We will be using a subset of the 20Newsgroups collection.

In [6]:
from sklearn.datasets import fetch_20newsgroups

categories = [
    "alt.atheism",
    "soc.religion.christian", 
    "talk.religion.misc",
    "comp.sys.ibm.pc.hardware",
    "comp.sys.mac.hardware"
]

train = fetch_20newsgroups(subset='train', categories=categories, shuffle=True, random_state=123)
test = fetch_20newsgroups(subset='test', categories=categories, shuffle=True, random_state=123)

### Feature extraction

Get term frequencies using `CountVectorizer`. (We ignore terms that appear in less than 10 documents to speed up computation.)

In [7]:
from sklearn.feature_extraction.text import CountVectorizer

count_vect = CountVectorizer(min_df=10)
X_train_counts = count_vect.fit_transform(train.data)
X_test_counts = count_vect.transform(test.data)

### Train and apply model

Note that we convert sparse matrices to dense ones.

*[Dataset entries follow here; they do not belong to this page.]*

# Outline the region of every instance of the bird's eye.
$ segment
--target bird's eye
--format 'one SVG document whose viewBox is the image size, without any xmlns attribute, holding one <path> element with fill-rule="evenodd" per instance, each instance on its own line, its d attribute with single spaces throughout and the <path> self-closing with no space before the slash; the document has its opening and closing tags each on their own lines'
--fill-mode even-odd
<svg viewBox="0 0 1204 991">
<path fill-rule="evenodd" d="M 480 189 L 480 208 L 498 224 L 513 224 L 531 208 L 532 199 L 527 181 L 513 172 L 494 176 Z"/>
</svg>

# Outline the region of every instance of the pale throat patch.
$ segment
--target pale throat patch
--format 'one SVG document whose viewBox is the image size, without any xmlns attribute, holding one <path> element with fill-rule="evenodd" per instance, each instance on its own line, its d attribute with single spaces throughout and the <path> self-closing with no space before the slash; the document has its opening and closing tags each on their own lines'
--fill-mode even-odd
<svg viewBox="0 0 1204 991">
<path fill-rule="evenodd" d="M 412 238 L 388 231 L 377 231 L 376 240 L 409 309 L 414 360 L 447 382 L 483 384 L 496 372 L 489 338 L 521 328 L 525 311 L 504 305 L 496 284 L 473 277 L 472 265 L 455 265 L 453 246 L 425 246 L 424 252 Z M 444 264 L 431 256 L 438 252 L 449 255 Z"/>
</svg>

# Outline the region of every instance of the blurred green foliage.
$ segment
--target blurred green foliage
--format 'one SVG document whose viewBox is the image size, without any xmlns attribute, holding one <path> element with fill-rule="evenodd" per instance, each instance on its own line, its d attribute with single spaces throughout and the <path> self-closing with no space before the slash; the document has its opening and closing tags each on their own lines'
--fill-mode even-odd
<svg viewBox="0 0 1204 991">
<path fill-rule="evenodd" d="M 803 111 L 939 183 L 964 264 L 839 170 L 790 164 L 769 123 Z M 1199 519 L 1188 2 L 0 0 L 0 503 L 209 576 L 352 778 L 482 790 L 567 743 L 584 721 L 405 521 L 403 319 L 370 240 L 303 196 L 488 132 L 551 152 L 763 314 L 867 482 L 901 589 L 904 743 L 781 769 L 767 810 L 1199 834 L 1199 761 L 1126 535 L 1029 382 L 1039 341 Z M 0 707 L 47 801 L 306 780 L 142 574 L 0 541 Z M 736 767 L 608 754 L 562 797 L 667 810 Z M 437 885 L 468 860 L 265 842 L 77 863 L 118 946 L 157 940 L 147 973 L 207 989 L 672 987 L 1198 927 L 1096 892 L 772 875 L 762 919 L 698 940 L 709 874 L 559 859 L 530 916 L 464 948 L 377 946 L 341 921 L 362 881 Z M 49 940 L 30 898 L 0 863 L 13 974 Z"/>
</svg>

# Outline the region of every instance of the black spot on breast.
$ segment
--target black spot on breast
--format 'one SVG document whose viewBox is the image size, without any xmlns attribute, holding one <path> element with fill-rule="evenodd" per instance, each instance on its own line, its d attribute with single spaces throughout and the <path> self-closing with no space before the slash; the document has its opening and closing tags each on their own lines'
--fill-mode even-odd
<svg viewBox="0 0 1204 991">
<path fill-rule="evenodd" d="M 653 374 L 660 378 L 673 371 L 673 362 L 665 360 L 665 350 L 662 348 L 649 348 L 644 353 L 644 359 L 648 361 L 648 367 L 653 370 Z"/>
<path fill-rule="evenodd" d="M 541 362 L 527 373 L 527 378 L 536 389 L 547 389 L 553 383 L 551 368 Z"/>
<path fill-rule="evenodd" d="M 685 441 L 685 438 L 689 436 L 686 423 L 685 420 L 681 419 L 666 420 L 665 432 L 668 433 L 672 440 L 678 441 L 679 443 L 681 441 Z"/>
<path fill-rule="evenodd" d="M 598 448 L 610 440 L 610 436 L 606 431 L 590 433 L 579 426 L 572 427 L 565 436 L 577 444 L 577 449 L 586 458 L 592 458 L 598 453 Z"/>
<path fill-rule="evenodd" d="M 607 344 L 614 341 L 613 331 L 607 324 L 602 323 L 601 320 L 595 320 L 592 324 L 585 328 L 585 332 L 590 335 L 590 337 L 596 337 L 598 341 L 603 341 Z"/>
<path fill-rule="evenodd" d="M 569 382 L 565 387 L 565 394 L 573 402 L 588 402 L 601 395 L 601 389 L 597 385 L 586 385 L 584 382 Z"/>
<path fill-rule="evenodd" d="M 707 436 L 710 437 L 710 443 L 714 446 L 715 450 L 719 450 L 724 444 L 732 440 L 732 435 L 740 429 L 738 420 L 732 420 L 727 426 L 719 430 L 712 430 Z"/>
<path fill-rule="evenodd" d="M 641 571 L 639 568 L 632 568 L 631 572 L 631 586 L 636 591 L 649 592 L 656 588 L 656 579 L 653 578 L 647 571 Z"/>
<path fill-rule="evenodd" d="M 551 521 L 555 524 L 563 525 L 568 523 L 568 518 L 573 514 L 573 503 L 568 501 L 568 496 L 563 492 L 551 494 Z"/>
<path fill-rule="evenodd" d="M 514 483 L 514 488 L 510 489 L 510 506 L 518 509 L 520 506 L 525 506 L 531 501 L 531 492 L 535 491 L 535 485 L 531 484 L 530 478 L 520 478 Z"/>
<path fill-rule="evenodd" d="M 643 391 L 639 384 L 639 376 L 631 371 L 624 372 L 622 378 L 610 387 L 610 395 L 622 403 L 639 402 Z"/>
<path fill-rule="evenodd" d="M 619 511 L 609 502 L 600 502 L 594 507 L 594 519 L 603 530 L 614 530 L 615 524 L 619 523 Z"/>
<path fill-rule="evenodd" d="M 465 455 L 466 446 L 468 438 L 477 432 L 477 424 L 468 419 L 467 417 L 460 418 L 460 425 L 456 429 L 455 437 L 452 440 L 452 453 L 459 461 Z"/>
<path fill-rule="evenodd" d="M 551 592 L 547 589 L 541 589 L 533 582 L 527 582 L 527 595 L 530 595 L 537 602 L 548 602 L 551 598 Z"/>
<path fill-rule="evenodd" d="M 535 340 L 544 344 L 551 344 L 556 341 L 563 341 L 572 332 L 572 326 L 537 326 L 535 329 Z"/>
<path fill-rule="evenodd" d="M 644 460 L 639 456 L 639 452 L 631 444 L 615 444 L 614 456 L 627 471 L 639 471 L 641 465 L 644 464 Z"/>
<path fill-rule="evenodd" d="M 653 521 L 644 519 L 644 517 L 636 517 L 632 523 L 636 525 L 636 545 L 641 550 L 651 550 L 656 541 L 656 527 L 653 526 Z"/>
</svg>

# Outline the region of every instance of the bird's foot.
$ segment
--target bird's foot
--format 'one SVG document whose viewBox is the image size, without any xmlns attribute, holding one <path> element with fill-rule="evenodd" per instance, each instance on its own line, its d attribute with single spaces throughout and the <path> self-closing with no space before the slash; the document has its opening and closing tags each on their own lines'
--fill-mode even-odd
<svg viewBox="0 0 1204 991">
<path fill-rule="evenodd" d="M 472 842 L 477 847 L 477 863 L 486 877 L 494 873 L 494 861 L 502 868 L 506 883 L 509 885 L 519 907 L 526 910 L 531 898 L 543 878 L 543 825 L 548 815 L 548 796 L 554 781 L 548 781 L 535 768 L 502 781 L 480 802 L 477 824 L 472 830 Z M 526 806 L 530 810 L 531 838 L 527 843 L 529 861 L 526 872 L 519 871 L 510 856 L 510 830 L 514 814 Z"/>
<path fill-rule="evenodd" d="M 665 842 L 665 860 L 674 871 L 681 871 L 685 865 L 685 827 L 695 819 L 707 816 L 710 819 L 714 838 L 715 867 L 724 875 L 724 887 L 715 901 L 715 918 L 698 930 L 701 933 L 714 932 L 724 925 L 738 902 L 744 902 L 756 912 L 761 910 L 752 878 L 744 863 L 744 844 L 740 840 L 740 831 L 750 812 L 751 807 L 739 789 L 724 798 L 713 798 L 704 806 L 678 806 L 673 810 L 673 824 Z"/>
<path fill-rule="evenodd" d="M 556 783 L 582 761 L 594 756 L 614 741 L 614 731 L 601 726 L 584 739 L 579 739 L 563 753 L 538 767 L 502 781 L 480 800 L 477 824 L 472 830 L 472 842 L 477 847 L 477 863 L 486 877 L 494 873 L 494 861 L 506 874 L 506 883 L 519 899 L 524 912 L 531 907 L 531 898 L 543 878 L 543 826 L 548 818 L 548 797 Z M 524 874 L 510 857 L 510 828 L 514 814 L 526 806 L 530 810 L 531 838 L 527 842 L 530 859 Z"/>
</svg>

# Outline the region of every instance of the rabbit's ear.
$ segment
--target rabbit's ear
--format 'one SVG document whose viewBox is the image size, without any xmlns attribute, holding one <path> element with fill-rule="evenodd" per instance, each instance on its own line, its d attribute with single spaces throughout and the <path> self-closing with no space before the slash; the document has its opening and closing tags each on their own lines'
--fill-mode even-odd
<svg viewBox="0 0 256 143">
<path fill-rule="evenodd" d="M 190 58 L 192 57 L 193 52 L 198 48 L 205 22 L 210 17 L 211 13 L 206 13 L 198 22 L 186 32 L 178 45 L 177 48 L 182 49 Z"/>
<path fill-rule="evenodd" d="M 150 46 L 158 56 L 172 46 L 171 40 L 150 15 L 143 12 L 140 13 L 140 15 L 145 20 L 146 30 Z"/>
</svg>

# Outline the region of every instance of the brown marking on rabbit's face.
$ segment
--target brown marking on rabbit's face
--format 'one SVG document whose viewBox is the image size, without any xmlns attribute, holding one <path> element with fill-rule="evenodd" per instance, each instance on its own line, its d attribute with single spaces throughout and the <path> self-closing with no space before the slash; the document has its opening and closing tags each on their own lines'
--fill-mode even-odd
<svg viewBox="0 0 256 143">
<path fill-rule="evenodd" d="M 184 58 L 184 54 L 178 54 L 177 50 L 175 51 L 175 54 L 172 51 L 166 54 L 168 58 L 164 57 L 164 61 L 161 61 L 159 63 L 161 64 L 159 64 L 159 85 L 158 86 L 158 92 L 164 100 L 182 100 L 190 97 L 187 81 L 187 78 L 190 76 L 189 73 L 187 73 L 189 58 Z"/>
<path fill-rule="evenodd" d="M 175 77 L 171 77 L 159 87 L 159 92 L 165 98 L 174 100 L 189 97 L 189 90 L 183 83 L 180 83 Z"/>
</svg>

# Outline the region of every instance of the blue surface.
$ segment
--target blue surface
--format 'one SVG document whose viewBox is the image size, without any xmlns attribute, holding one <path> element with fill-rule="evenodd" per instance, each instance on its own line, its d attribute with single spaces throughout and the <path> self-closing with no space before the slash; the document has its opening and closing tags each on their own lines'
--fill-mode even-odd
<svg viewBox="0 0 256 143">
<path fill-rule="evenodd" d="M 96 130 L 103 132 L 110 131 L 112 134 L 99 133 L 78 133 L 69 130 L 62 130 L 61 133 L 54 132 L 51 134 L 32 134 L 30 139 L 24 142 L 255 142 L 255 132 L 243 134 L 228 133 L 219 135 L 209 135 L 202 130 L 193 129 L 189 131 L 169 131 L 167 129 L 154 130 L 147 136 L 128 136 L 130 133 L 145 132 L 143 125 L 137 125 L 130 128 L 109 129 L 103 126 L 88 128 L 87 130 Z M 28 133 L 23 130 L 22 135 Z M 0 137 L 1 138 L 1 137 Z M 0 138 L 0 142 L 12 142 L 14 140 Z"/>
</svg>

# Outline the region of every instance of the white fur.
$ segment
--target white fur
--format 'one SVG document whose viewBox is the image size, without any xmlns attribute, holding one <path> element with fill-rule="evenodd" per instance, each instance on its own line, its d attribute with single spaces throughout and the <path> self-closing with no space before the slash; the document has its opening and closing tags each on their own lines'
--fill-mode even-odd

This is not efficient and should be avoided when working with large datasets. Nevertheless, this simplifies the implementation for this exercise.

In [8]:
nb = NBClassifier()
nb.fit(X_train_counts.toarray(), train.target.tolist())
predicted = nb.predict(X_test_counts.toarray())

### Evaluation

In [9]:
from sklearn import metrics


print(f"{metrics.accuracy_score(test.target, np.asarray(predicted)):.3f}")

0.595


**TODO** Once you completed the exercise E2-3, check back here to see if the performance you got with the implementation from scratch is comparable to that of sklearn. Most likely, you'll see quite a bit difference. Can you find out the reason for that? You can share the solution at the next class session (for a bonus point).

## Optional exercises

If you're done, try to implement it without making a conversion to dense matrices.

Also, do we really need to precompute and store all term probabilities?